Dean Osmar knew what he was getting into when he decided to run in the Iditarod Sled Dog Race this racing season. Having won the The Last Great Race in 1984, he knew it was long and hard. This year's race was harder than ever though, but not due to challenging trail or weather conditions. It was due to unexpected illness.
The 56-year-old, Clam Gulch musher has been called one of the toughest guys on the trail by his fellow competitors, but after being hammered with an intestinal bug for hundreds of miles, he made the decision to scratch.
"It was the hardest decision I've ever made," said Osmar. "In 23 years of racing I've never had to scratch from a race."
About 100 miles into the race, he came down with a high fever, chills and stomach cramps, but the stoic Osmar wasn't going to let that stand in his way.
He pushed on from Tanana to Ruby and the conditions worsened. He began vomiting and developed dysentery, which quickly made dehydration a concern. He had no appetite and went three days without eating.
These health conditions would be dangerous to anyone, but compounded by the grueling demands of racing though the elements and terrain of Alaska's back country, the situation could easily have become life or death for him.
He took his mandatory 24-hour rest in Ruby to try and reinvent a healthy body. Doctors believed he was suffering from food poisoning.
He pushed on from Ruby to Galena, choking down Pepto-Bismol the whole way. With still no improvement to his health, it was there -- 400 miles into the race -- that he decided to park the dogs.
"I realized that my weakened physical condition and continuing illness was compromising my ability to stay warm and alert. Pushing on would have been risking my ability to care for my dogs," he said.
Osmar said it was a hard decision for a lot of reason.
"We dedicated ourselves completely to this training season, chasing snow all over the state. The dogs were strong, and we felt we had a competitive team. The trail was fine, and we had no trouble with the gear. So the whole idea of having to scratch from being sick was very disappointing," he said.
As tough as it was on Osmar, he said he feels even worse for all the friends, sponsors and other people who worked so hard this past year. However, he said almost everyone has understood how hard the decision was to make.

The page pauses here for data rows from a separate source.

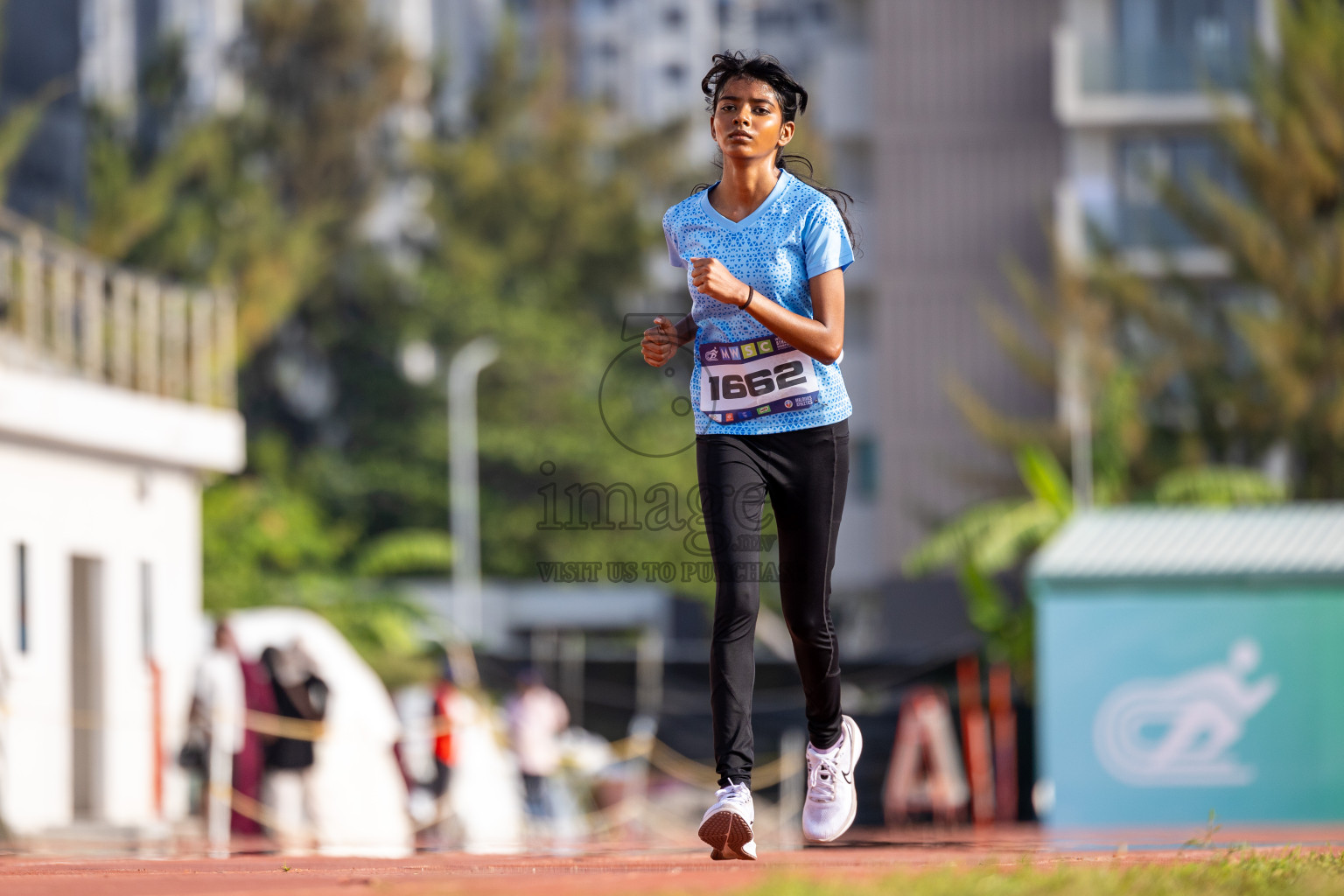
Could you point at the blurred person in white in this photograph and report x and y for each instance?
(220, 710)
(300, 696)
(536, 715)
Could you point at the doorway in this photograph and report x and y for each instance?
(87, 685)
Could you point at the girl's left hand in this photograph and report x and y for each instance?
(712, 278)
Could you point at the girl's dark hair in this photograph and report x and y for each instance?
(794, 101)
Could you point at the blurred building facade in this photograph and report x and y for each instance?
(1130, 92)
(116, 396)
(95, 52)
(965, 130)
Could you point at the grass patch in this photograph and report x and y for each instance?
(1236, 873)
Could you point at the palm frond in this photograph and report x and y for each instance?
(1219, 486)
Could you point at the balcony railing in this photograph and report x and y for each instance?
(1163, 69)
(70, 312)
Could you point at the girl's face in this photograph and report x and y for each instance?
(747, 121)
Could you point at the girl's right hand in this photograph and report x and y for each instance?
(660, 343)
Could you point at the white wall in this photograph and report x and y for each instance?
(63, 506)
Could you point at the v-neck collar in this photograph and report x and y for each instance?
(780, 186)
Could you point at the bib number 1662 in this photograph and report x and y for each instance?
(757, 383)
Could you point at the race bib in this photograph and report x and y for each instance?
(754, 378)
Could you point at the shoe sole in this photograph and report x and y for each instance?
(727, 833)
(855, 751)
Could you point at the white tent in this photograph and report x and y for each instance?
(358, 793)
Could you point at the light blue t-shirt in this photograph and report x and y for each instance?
(794, 235)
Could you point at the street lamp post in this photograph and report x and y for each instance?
(464, 481)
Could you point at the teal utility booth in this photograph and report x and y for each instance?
(1191, 660)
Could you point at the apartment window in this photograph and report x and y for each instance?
(860, 316)
(865, 468)
(1144, 161)
(20, 557)
(1176, 45)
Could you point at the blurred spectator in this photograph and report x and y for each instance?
(250, 760)
(298, 695)
(218, 731)
(444, 693)
(536, 715)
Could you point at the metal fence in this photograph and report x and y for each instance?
(69, 311)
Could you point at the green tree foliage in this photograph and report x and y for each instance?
(266, 200)
(543, 234)
(1266, 368)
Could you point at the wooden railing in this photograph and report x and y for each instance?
(67, 311)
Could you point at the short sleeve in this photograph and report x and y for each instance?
(825, 240)
(674, 256)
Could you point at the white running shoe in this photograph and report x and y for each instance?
(727, 825)
(832, 798)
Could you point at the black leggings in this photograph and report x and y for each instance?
(804, 473)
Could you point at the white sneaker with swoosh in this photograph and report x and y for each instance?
(832, 798)
(727, 825)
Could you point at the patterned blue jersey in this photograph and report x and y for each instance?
(794, 235)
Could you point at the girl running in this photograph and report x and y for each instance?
(765, 256)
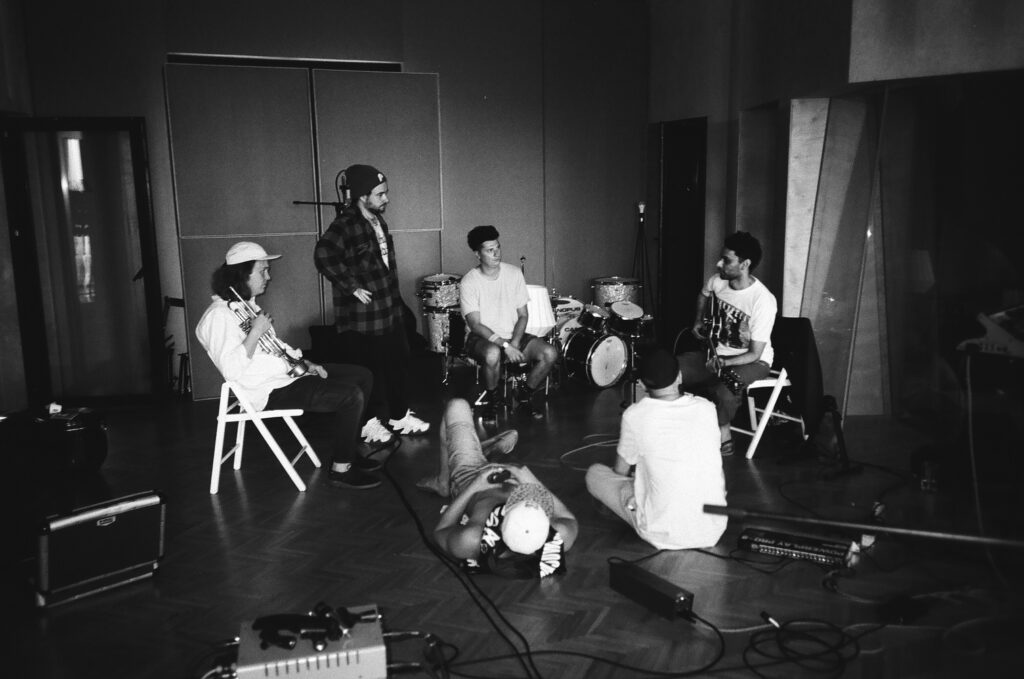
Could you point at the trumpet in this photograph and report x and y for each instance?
(267, 341)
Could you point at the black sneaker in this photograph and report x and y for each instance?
(371, 457)
(485, 405)
(354, 478)
(523, 394)
(526, 408)
(366, 464)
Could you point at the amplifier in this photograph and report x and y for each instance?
(807, 548)
(357, 654)
(99, 547)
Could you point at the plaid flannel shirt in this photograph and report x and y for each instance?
(349, 257)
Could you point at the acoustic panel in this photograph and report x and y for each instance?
(390, 121)
(242, 149)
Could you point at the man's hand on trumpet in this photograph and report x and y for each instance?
(315, 369)
(261, 323)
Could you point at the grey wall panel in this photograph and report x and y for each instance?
(298, 29)
(388, 120)
(292, 297)
(243, 149)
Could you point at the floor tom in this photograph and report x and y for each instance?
(565, 308)
(598, 359)
(593, 317)
(615, 288)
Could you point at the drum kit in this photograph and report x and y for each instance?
(599, 342)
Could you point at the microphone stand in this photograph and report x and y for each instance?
(337, 205)
(640, 266)
(639, 271)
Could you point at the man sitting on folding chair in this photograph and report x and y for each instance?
(240, 338)
(734, 320)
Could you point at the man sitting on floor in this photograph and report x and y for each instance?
(673, 439)
(513, 527)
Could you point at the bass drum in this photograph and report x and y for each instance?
(598, 359)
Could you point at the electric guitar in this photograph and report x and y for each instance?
(713, 327)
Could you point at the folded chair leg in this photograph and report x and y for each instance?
(306, 448)
(765, 418)
(278, 453)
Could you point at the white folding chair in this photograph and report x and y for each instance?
(236, 408)
(760, 417)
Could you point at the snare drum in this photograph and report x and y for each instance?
(593, 317)
(626, 319)
(599, 359)
(614, 288)
(439, 291)
(566, 331)
(565, 308)
(445, 329)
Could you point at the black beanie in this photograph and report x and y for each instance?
(658, 370)
(363, 178)
(480, 235)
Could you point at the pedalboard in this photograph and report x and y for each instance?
(652, 591)
(335, 644)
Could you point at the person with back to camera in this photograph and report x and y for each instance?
(267, 380)
(501, 519)
(494, 300)
(734, 317)
(672, 439)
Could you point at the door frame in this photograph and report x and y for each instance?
(25, 251)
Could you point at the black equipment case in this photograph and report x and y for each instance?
(99, 547)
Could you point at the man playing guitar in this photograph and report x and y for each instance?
(735, 316)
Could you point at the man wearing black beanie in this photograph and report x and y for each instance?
(356, 255)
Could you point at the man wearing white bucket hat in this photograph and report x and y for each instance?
(240, 339)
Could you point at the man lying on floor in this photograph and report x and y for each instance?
(513, 527)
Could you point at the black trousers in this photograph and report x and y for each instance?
(389, 359)
(343, 393)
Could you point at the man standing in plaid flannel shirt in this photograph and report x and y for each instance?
(356, 255)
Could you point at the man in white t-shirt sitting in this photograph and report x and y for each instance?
(494, 299)
(735, 315)
(673, 440)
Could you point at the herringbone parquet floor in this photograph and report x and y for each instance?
(258, 547)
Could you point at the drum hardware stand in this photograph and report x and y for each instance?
(632, 375)
(640, 266)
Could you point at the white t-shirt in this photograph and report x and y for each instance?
(220, 334)
(675, 447)
(498, 300)
(742, 315)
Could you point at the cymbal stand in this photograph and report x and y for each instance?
(640, 266)
(632, 373)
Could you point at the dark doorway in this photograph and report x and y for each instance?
(84, 258)
(681, 226)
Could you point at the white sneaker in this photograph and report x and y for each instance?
(375, 432)
(409, 424)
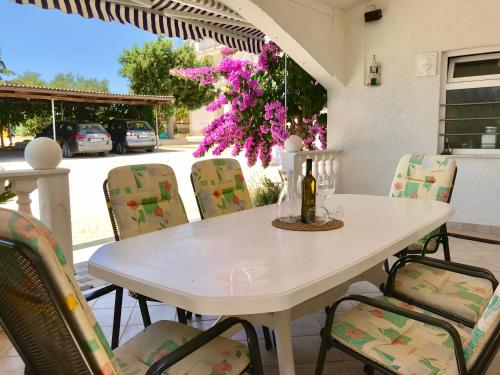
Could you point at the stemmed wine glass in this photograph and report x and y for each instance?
(325, 190)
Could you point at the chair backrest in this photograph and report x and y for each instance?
(143, 198)
(220, 187)
(421, 176)
(41, 308)
(485, 335)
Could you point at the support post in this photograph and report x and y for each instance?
(55, 210)
(157, 108)
(53, 119)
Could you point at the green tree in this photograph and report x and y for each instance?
(148, 71)
(28, 79)
(62, 81)
(3, 68)
(71, 82)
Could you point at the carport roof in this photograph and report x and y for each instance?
(44, 93)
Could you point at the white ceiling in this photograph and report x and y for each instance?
(342, 4)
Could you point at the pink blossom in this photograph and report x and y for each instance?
(255, 123)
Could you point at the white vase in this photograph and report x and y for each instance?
(293, 144)
(43, 153)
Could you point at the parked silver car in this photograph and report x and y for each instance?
(85, 138)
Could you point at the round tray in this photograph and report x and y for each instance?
(299, 226)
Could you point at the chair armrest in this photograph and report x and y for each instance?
(464, 269)
(456, 235)
(476, 239)
(452, 331)
(100, 292)
(203, 338)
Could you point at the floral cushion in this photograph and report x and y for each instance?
(464, 296)
(420, 176)
(219, 187)
(145, 198)
(398, 343)
(20, 227)
(219, 357)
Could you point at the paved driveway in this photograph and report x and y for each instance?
(90, 220)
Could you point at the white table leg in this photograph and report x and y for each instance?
(282, 325)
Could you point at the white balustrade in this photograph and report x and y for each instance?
(325, 162)
(53, 200)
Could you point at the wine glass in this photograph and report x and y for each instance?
(325, 189)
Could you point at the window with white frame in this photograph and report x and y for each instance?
(471, 112)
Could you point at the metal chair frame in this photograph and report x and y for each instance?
(485, 357)
(181, 313)
(443, 239)
(78, 341)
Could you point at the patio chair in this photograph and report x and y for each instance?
(142, 199)
(51, 326)
(220, 189)
(431, 177)
(458, 292)
(395, 337)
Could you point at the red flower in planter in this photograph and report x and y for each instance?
(222, 367)
(133, 204)
(158, 211)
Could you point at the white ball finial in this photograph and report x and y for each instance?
(293, 143)
(43, 153)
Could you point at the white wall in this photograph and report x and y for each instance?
(375, 126)
(200, 118)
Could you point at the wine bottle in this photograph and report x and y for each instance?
(308, 209)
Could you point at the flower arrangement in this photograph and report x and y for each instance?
(257, 119)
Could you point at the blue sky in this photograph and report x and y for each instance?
(51, 42)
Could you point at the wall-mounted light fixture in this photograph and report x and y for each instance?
(374, 73)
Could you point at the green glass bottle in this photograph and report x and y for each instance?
(308, 209)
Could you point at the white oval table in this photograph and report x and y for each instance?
(240, 265)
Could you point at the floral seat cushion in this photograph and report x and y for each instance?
(220, 187)
(420, 176)
(406, 346)
(23, 228)
(145, 198)
(463, 296)
(219, 357)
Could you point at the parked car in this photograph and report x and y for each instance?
(84, 138)
(131, 135)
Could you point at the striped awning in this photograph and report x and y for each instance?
(185, 19)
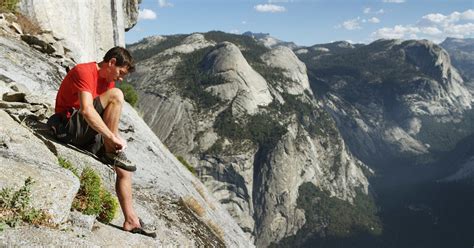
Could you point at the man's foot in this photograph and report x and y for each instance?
(118, 159)
(129, 227)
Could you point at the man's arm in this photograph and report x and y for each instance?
(95, 120)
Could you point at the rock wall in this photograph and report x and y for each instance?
(88, 28)
(29, 81)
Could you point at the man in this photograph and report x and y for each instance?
(92, 106)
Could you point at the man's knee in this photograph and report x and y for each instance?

"We've been getting lots of support," he said. "We're still getting tons of letters from all over the country."
Although saddened by the bad luck in this year's race, Osmar prefers to look at the glass as half full instead of half empty.
"I feel fortunate in a way," he said. "I've never had trouble before in my racing career, and that's pretty lucky."
He already has been back doing 35-mile runs with his team through the Caribou Hills and plans on continuing to make the most of this year's racing season.
As to if he'll be back in the Iditarod next year, he said, "It's too early to tell."